İYİ Parti'nin her zaman HDP'nin 'var olma' hakkını tanıdığını dile getiren Özlale, HDP seçmenin de kapısını çalacaklarını belirterek sözlerini şöyle sürdürdü;
"Hukuksuz kayyum atamalarına karşı çıktığımızı, milletvekillerinin dokunulmazlıklarının kaldırılmasına gözü kapalı 'evet' demeyeceğimizi buradan daha öncesinde de deklare ettik. Dolayısıyla İYİ Parti, her zaman HDP'nin var olma hakkını tanıyor.

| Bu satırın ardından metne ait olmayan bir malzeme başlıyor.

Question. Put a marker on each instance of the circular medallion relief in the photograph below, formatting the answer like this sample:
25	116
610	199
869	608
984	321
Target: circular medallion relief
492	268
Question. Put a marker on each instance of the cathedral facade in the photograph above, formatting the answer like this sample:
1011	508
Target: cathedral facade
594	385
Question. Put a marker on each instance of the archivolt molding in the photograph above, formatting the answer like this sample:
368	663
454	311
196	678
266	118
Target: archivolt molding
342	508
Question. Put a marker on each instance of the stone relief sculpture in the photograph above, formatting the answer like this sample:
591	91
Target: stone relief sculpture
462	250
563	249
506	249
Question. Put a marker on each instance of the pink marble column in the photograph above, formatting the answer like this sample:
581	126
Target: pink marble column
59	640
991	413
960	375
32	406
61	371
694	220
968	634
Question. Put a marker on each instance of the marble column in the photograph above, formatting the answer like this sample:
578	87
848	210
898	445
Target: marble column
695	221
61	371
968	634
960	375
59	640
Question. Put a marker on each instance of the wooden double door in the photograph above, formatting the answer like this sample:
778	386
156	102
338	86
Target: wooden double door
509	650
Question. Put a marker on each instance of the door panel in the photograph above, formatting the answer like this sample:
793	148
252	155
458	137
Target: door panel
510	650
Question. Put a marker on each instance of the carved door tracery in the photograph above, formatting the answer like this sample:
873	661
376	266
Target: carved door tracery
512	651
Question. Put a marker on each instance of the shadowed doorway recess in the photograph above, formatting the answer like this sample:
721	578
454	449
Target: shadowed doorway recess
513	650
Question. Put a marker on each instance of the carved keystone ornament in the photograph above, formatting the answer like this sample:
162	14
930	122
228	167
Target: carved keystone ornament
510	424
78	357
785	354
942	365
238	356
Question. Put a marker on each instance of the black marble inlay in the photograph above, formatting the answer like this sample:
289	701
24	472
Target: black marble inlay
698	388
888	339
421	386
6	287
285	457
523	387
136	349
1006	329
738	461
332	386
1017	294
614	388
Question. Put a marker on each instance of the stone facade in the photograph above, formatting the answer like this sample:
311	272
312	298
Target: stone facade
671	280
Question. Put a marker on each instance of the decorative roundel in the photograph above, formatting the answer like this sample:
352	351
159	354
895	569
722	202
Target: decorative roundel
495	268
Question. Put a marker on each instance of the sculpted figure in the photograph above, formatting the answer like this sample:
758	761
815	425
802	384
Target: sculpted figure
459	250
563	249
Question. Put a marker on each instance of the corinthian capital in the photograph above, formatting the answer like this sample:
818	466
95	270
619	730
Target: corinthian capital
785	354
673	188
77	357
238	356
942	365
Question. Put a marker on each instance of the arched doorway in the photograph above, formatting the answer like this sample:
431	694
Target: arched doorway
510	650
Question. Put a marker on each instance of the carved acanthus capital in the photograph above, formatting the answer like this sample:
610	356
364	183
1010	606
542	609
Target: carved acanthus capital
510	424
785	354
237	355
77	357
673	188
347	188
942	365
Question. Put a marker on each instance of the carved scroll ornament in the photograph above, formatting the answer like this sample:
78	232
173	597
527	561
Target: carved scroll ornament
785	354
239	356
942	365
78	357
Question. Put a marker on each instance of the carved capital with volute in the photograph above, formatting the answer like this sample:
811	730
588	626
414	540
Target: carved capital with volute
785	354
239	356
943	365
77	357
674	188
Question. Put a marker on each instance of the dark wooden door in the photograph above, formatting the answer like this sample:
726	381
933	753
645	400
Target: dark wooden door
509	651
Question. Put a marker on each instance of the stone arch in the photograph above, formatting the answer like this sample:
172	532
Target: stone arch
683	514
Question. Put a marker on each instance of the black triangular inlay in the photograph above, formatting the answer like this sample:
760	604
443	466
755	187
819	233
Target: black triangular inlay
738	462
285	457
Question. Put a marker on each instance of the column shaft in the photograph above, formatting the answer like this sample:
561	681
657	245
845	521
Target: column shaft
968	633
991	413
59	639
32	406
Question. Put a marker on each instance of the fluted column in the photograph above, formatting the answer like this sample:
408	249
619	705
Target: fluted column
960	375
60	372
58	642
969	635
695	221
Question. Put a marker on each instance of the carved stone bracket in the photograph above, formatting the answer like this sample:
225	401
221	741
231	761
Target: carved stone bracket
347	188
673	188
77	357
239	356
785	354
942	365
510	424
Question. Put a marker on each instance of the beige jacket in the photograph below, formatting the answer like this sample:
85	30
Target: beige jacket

Bunun dışında bir de siyaset yapma özgürlüğü var."
CHP YANDAŞI MEDYAYA AYAR
Özlale'nin hedefinde CHP ve yandaşı medya da vardı.
İYİ Parti olarak iftiraya ve kara propagandaya maruz kaldıklarını ifade eden Özlale, ikiyüzlü ve sansürcü bir tutum sergileyen CHP medyasını yaylım ateşine tuttu;
AK PARTİ ELEŞTİRİRKEN KAPILARINI AÇANLAR, BİRDEN KAPI DUVAR OLDU...
"İYİ Parti bu süreci son derece şeffaf yürüttü. Bir anda bize ve sayın genel başkana (Akşener) olmadık iftiralar yönelttiler. Çok büyük iftiralar attılar. O 3-4 günlük süre.te bize devamlı kapılarını açan, AK Parti'yi eleştirdiğimiz zaman bizi devamlı öven basının, muhalif kanalların bize nasıl kapıları kapattığını bir anda gördük. Bu süreç beni çok üzdü.
"KENDİMİZİ SAVUNMA HAKKI VERMEDİLER"
Zaten sesimizi duyurabildiğimiz az sayıda kanal vardı. 3-4 gün boyunca o kanallar bizimle konuşmak istemediler. Bize kendi kanallarından iftira atılırken, kendimizi savunmamıza bile izin verilmedi."